# Hey Vantrue n2 pro owners! Please help with a cam problem



## Robkaaa (Nov 25, 2015)

Today was second time I have noticed that problem. My dash camera resets it's selft judjiju by time/date. Also it stops recording new videos. Only last 30 seconds. I had it set up for 3 minutes loops. Another time when it happened, It seemed to help.
If anyone has this issue, please respond with correct solution. Thank you!

SD card that I use is Samsung 64gb Evo.


----------



## CharlieZ (Jul 24, 2017)

Check the Events folder, see if missing cottages are there. If so your g shock sensor is set too light, I.e. Minor vibrations are treated as a bump event.

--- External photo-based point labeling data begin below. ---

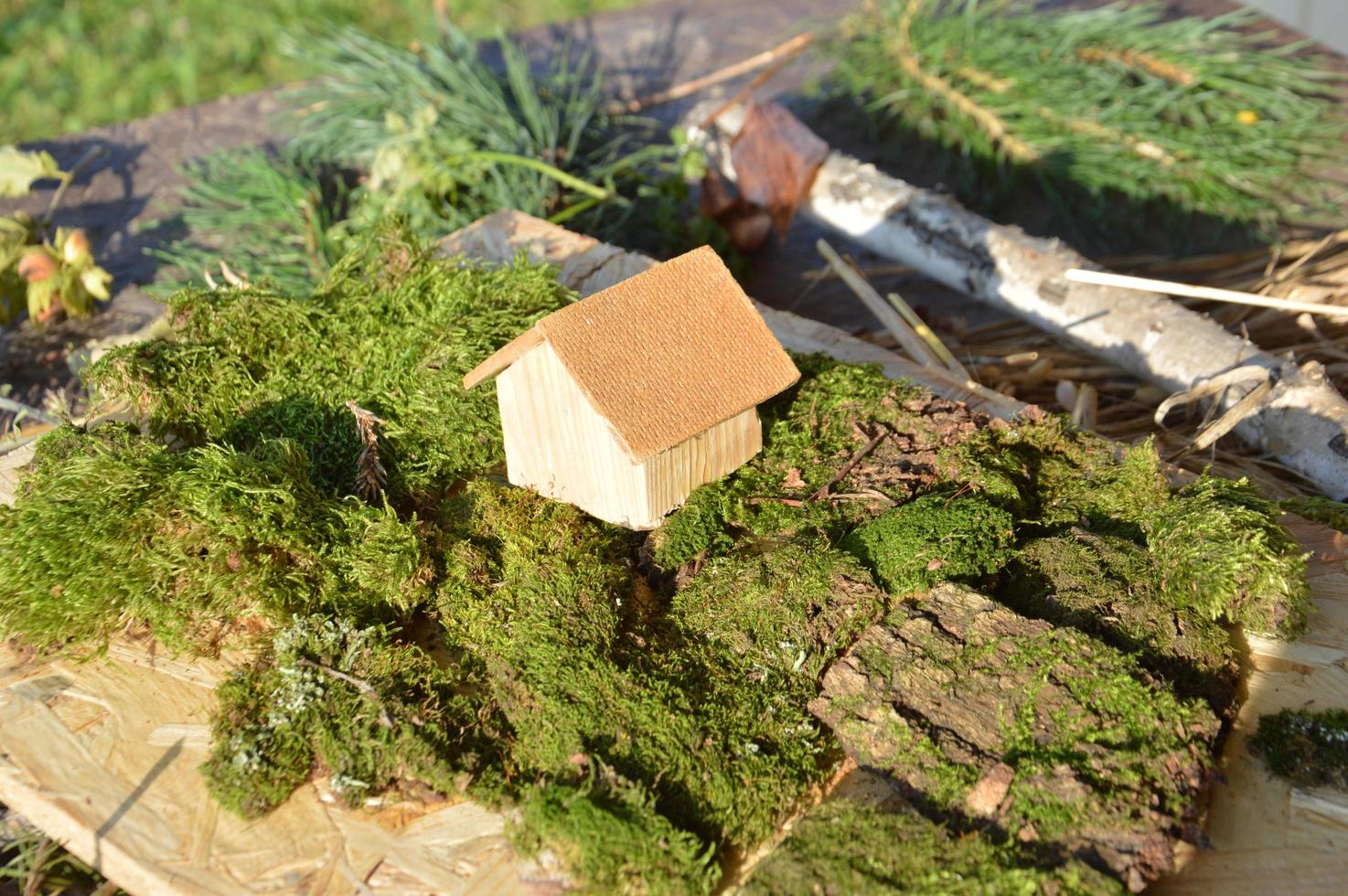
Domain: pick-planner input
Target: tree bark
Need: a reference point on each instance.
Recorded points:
(1304, 422)
(1043, 736)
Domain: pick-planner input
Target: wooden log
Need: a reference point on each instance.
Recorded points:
(998, 721)
(102, 755)
(1304, 421)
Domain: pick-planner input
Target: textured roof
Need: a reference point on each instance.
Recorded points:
(665, 355)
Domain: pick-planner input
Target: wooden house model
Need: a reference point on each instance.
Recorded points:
(627, 400)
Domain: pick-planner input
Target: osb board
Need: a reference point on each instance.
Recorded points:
(102, 755)
(1266, 834)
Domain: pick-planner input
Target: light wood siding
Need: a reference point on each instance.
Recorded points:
(557, 445)
(704, 458)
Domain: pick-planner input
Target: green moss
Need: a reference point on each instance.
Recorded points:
(1109, 586)
(392, 329)
(369, 710)
(697, 528)
(608, 833)
(110, 528)
(1216, 550)
(1317, 508)
(847, 847)
(717, 733)
(937, 538)
(953, 693)
(781, 614)
(1223, 552)
(1308, 748)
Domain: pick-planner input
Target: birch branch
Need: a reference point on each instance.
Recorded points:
(1302, 421)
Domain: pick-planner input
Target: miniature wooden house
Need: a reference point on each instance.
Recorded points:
(627, 400)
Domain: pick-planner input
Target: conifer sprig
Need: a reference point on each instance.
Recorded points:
(435, 138)
(1199, 115)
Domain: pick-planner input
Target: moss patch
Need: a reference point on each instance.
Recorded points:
(1308, 748)
(392, 329)
(640, 704)
(1317, 508)
(702, 704)
(1045, 734)
(608, 833)
(112, 527)
(847, 847)
(935, 538)
(1109, 586)
(371, 711)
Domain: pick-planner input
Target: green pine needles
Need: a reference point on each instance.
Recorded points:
(1193, 116)
(434, 138)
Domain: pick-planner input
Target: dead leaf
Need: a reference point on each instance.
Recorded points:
(747, 224)
(776, 161)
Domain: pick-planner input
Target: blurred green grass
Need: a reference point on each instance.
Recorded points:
(71, 65)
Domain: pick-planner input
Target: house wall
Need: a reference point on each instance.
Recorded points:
(557, 443)
(702, 458)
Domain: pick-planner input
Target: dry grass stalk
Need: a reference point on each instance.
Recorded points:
(369, 472)
(776, 57)
(1021, 360)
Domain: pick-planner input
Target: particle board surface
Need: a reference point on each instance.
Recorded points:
(102, 755)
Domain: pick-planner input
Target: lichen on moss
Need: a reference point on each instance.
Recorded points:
(394, 329)
(112, 527)
(1308, 748)
(643, 702)
(369, 710)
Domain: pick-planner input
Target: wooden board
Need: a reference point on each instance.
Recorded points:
(102, 755)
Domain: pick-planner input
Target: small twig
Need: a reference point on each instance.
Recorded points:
(759, 80)
(864, 495)
(851, 463)
(927, 335)
(784, 51)
(893, 321)
(1212, 294)
(360, 685)
(93, 153)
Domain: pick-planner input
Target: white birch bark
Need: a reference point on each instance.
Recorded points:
(1304, 422)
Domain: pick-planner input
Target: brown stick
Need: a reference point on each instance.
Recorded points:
(360, 685)
(847, 468)
(784, 51)
(759, 80)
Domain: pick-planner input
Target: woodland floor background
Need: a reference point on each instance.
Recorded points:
(71, 65)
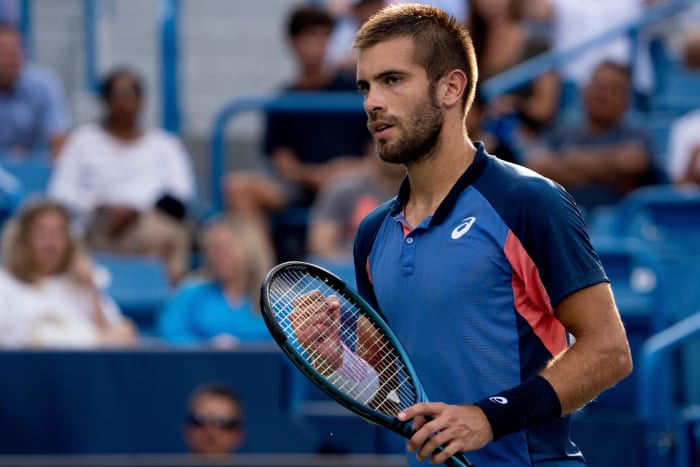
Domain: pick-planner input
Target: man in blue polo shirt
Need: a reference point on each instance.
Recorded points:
(481, 267)
(32, 105)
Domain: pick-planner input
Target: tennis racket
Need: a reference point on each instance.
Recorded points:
(345, 348)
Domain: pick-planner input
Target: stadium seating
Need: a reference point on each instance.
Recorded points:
(139, 285)
(678, 90)
(32, 172)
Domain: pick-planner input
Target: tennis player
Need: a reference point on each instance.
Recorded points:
(482, 268)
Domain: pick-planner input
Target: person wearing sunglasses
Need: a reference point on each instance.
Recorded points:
(214, 421)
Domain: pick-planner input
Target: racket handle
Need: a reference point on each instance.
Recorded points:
(458, 460)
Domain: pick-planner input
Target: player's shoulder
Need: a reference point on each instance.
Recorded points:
(368, 228)
(516, 182)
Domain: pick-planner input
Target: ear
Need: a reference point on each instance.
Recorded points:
(452, 88)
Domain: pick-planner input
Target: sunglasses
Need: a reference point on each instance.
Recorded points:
(199, 421)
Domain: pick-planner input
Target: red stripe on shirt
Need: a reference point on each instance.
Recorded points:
(531, 298)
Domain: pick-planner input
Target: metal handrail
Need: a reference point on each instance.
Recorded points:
(655, 404)
(530, 69)
(299, 102)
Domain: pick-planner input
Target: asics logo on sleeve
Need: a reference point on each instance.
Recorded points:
(463, 227)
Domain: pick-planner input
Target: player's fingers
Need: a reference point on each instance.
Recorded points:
(426, 409)
(440, 447)
(424, 440)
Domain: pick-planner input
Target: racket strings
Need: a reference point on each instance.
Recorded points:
(294, 290)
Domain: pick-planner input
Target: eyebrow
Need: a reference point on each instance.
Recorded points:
(382, 74)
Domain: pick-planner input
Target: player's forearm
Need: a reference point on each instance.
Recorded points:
(586, 369)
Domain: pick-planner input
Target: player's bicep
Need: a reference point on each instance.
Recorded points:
(591, 311)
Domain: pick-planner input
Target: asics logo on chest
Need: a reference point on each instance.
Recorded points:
(463, 227)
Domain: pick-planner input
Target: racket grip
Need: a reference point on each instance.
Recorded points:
(458, 460)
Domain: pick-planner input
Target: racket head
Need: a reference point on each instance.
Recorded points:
(360, 327)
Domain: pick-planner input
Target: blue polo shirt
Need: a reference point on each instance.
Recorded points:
(32, 111)
(471, 291)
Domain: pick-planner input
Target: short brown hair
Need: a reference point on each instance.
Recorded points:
(441, 43)
(18, 258)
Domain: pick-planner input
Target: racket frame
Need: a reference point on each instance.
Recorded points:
(370, 415)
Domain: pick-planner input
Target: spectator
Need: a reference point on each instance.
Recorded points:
(683, 162)
(601, 159)
(305, 149)
(573, 22)
(684, 150)
(214, 425)
(340, 54)
(501, 41)
(691, 49)
(344, 201)
(222, 309)
(48, 296)
(32, 105)
(129, 187)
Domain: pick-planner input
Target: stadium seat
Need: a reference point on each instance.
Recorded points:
(678, 92)
(139, 285)
(637, 283)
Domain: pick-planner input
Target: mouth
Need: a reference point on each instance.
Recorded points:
(380, 129)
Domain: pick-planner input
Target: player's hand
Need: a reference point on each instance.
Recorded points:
(316, 323)
(459, 428)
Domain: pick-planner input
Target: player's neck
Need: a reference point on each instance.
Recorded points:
(432, 179)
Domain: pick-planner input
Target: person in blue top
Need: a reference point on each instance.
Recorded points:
(221, 308)
(482, 268)
(33, 108)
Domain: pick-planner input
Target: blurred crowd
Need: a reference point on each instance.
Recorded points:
(118, 187)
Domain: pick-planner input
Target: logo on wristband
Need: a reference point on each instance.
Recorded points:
(498, 400)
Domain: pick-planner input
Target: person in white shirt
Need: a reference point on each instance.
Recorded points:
(48, 297)
(128, 187)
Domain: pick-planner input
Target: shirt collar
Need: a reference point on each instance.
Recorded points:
(472, 172)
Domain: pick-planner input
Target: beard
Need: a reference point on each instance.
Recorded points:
(423, 135)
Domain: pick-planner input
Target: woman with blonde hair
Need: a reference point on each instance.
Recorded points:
(222, 307)
(47, 293)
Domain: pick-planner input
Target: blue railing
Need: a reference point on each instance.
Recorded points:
(298, 102)
(169, 24)
(25, 25)
(664, 424)
(530, 69)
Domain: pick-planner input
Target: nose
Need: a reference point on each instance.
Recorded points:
(373, 101)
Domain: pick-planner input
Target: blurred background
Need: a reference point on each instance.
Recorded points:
(157, 157)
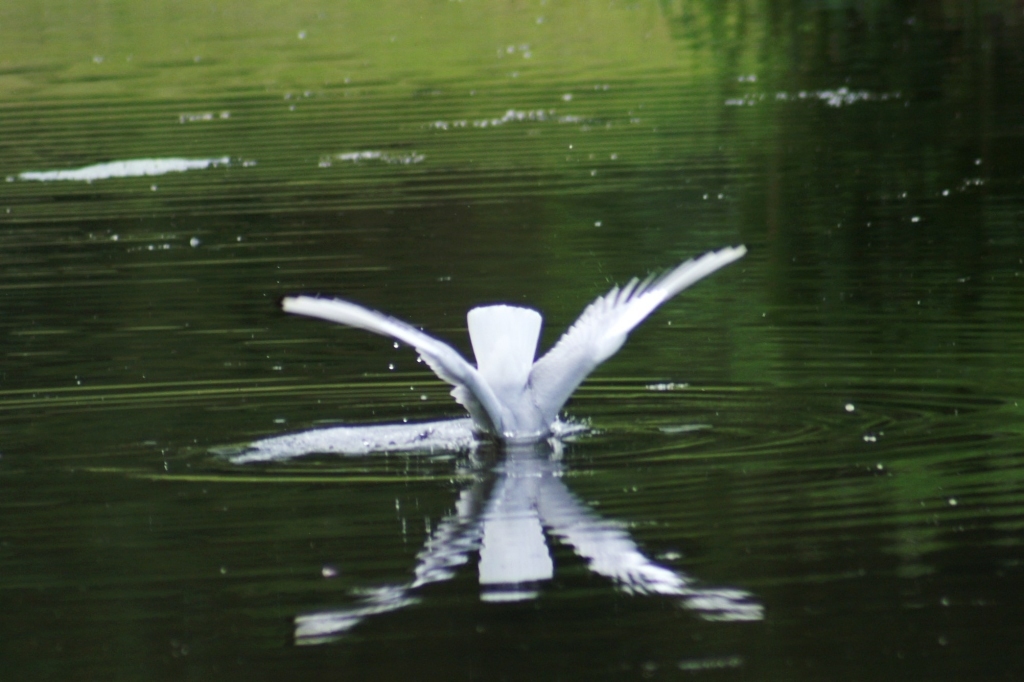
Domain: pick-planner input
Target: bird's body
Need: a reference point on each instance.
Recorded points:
(509, 395)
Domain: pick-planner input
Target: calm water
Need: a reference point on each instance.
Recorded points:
(830, 430)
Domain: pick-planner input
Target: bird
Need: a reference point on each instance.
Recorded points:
(510, 396)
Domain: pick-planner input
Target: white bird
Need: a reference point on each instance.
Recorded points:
(508, 394)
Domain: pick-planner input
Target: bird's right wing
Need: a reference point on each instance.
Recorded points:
(602, 328)
(470, 388)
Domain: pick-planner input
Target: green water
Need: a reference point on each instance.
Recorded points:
(833, 425)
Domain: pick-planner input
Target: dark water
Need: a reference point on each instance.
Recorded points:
(832, 426)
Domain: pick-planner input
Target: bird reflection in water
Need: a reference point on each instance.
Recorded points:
(505, 514)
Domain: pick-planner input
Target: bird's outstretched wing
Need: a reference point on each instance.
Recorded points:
(470, 388)
(602, 328)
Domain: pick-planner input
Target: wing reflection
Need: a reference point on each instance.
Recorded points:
(505, 515)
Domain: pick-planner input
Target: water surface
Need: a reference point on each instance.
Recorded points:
(830, 427)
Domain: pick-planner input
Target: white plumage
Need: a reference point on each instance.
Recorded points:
(507, 393)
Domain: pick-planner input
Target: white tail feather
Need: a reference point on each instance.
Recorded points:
(504, 341)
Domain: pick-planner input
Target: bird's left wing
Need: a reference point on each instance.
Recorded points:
(602, 328)
(471, 390)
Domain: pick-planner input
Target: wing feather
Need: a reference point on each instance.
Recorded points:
(604, 325)
(470, 388)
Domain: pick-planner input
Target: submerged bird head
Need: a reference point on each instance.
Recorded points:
(510, 395)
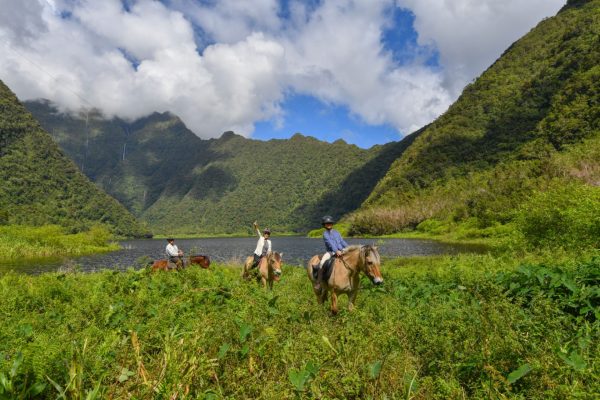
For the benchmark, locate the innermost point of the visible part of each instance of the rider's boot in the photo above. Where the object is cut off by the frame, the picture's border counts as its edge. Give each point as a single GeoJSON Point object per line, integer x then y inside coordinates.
{"type": "Point", "coordinates": [317, 277]}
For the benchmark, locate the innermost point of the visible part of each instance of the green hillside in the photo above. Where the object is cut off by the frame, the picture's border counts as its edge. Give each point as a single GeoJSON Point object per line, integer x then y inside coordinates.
{"type": "Point", "coordinates": [178, 183]}
{"type": "Point", "coordinates": [529, 124]}
{"type": "Point", "coordinates": [40, 185]}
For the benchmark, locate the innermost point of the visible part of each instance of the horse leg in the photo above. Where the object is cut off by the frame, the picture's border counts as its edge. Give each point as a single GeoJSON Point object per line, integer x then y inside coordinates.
{"type": "Point", "coordinates": [245, 269]}
{"type": "Point", "coordinates": [351, 299]}
{"type": "Point", "coordinates": [334, 309]}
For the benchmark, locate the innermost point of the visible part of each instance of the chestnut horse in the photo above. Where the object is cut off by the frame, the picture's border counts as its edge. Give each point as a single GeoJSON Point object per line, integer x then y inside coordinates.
{"type": "Point", "coordinates": [269, 268]}
{"type": "Point", "coordinates": [164, 264]}
{"type": "Point", "coordinates": [345, 274]}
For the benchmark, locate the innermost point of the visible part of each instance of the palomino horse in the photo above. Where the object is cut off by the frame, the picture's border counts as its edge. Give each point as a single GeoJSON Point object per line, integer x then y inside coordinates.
{"type": "Point", "coordinates": [164, 264]}
{"type": "Point", "coordinates": [345, 274]}
{"type": "Point", "coordinates": [269, 268]}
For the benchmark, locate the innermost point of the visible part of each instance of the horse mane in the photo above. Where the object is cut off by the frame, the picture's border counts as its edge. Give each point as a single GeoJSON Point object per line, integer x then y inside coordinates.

I just got mine too and still reading about it online.


----------



## Robkaaa (Nov 25, 2015)

G-sensor is OFF. I've checked everywhere. This issue appears every once in a while. I just don't know why. 


CharlieZ said:


> Check the Events folder, see if missing cottages are there. If so your g shock sensor is set too light, I.e. Minor vibrations are treated as a bump event.
> 
> I just got mine too and still reading about it online.


----------



## estore009 (Oct 14, 2017)

Change a new memory card or give it a test your memory card with tool T2testw!


----------